Mais des tensions surgiront parce que son allié, le Maroc, a ses propres ambitions de leadership stratégique en Afrique de l’Ouest.
Le Maroc est un allié majeur hors de l’OTAN et se méfie de l’influence russe en Algérie, en Libye et au Sahel – un mélange qui serait exacerbée si Trump conclut des accords avec Poutine.
La politique transactionnelle implique de conclure des accords avec les leaders de coups d’État et les seigneurs de guerre dont les crimes constituent leurs lettres de créance.
Les principes de l’Union Africaine, comme l’interdiction des changements anticonstitutionnels de gouvernement, seront ignorés.
Le président nigérian Bola Tinubu aurait peut-être préféré Biden, mais il connaît bien le style politique de Trump et cherchera une formule pour maintenir l’Amérique de son côté dans sa guerre contre le groupe jihadiste Boko Haram.
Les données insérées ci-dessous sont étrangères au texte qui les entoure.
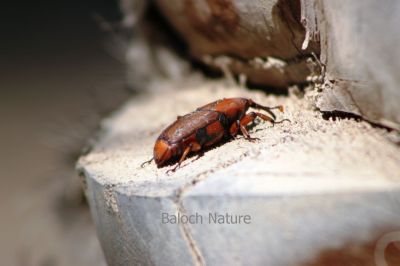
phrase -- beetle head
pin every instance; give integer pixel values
(162, 152)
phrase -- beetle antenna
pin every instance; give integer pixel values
(146, 162)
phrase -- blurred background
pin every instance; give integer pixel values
(58, 75)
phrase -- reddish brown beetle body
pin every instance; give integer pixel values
(206, 126)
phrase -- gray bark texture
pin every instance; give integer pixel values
(319, 191)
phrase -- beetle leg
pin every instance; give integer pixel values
(266, 108)
(146, 162)
(233, 130)
(248, 118)
(185, 153)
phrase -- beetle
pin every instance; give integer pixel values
(206, 126)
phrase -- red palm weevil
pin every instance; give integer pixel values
(206, 126)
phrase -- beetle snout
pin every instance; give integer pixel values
(162, 152)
En février, quelques semaines après l’inauguration présidentielle à Washington, les dirigeants africains se réuniront à Addis-Abeba, en Éthiopie, pour élire un nouveau président de la Commission de l’Union Africaine.
Le président sortant, l’ex-premier ministre tchadien Moussa Faki Mahamat, était satisfait d’être un commerçant dans le bazar politique des années Trump-Biden.
Son successeur devra relever le défi de savoir que la meilleure formule de l’Afrique pour la paix et la sécurité repose sur une coopération multilatérale fondée sur des normes, mais l’année 2025 sera une année inauspicieuse pour raviver ce projet.
Alex de Waal est le directeur exécutif de la World Peace Foundation à la Fletcher School of Law and Diplomacy de l’Université Tufts aux États-Unis.